Erdoğan’s attack on civil society

Erdoğan’s attack on civil society

Turkish President Tayyip Erdoğan was on an “Africa tour” recently, a trip that included official visits to Ethiopia, Djibouti and Somalia. There is much to support about Turkey's presence in these countries, especially Somalia, where Erdoğan really extended a charitable hand to an impoverished nation. However his trip has a less inspiring motive as well: To convince African leaders to close down the “Turkish schools” in their countries.

That sounds a bit odd, right? You would not expect to see the French president, for example, come to Ankara to convince Turkish leaders to close the Saint Benoit or the Notre Dame De Sion colleges, which were both opened by French Catholic missionaries in the 18th and 19th centuries. The “Turkish schools” in question are quite similar to these institutions, opened over the past two decades by people who one could call “Muslim missionaries,” inspired (and instructed) by U.S.-based Islamic scholar Fethullah Gülen.

The problem is that Erdoğan now sees the Gülen movement, which once was his best ally, as his worst enemy, and he tries to undermine it by all means necessary. That includes even attacking the very Gülen-inspired schools that Erdoğan himself used to praise only a few years ago.

The sad thing for Turkey is that these Gülen-led schools - which number almost 1,000 in some 130 countries, ranging from Mongolia to South Africa - amount to the most notable Turkish civil society project ever. They are also a great part of Turkey's “soft power” in the world, raising generations that receive a good, modern education, speak English well, but also receive a taste of Turkish-Muslim culture.

How these schools became Erdoğan’s target is, of course, closely related to the political war in Turkey. The Gülen movement has a large presence within the bureaucracy, especially in the police and judiciary. Ironically, Erdoğan helped this effort wholeheartedly when the common enemy was the secularists. Once that enemy was defeated through vicious witch-hunts the alliance also ended. Erdoğan believed that he no longer needed the “parallel state” he had helped create. The parallel state believed that now Erdoğan was yet another suspect who needs to be investigated – this time not for a “coup,” but rather for corruption.

Since the beginning of this war, I have emphasized certain principles: The legitimate place for the Gülen movement, or any other religious order, is civil society. Their members can exist in the bureaucracy as individuals, but not as a concerted, sectarian force. Therefore, the “parallel state” needs to be disestablished, and its alleged wrongdoings – from illegal wiretappings to manufactured evidence – should be brought to justice. But this must not allow the government to cover up its corruption. It also must not allow attacks on the legitimate, civil society aspect of the Gülen movement.

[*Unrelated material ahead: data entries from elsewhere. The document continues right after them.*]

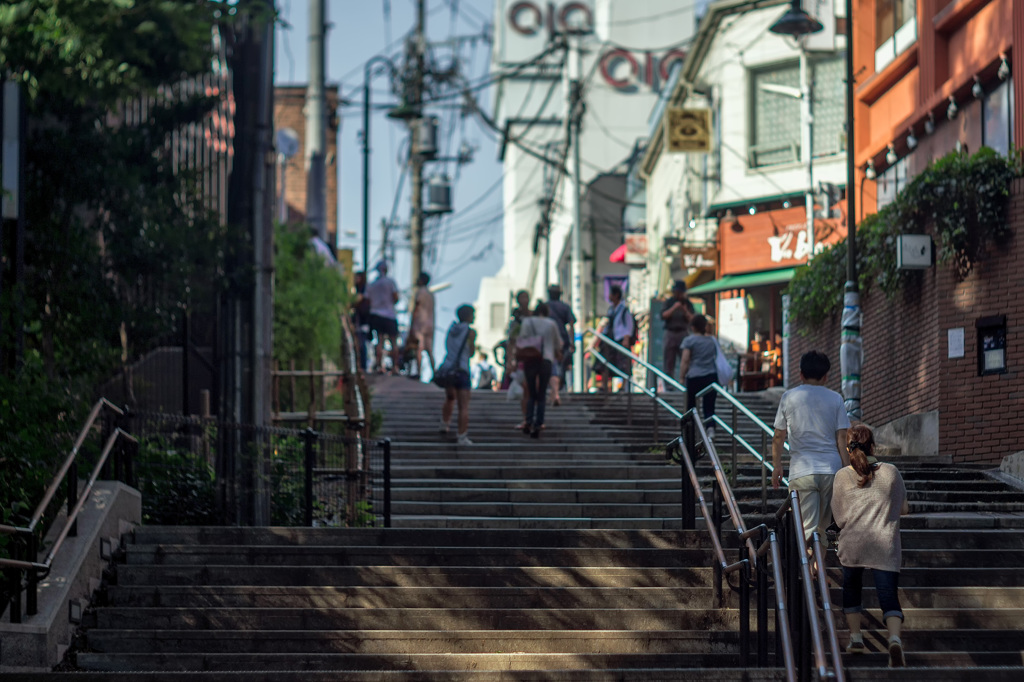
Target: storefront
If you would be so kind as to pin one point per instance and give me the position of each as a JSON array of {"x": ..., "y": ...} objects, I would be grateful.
[{"x": 759, "y": 252}]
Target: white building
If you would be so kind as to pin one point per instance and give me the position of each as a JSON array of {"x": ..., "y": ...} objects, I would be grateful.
[
  {"x": 626, "y": 59},
  {"x": 745, "y": 198}
]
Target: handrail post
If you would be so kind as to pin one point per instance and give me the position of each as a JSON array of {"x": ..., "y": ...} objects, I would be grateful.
[
  {"x": 689, "y": 520},
  {"x": 716, "y": 519},
  {"x": 764, "y": 472},
  {"x": 32, "y": 590},
  {"x": 654, "y": 411},
  {"x": 310, "y": 463},
  {"x": 763, "y": 607},
  {"x": 735, "y": 464},
  {"x": 72, "y": 480},
  {"x": 744, "y": 607},
  {"x": 386, "y": 443}
]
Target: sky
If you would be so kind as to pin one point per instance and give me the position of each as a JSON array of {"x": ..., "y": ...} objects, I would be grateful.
[{"x": 467, "y": 245}]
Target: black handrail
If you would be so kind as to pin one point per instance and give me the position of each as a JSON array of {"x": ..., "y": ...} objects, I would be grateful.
[{"x": 27, "y": 539}]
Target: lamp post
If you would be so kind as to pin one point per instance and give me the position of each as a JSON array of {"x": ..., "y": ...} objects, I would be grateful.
[
  {"x": 798, "y": 23},
  {"x": 368, "y": 75}
]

However, no actor in the game is interested in such principles, including - especially - Erdoğan himself. The lesson he has taken from all of this is that the Gülen movement is a threat to his rule, and so it should be wiped out – not just from the bureaucracy, but from the face of the earth. Hence comes his current effort to finish off these schools in Africa and elsewhere.

In fact, government spokesmen are happily telling us that these schools will not be closed, but rather “taken over by the Education Ministry.” This practically means that civil society will be crushed and its assets will be confiscated by the state. It also means that while escaping from the “parallel state,” we are gradually heading toward a totalitarian state.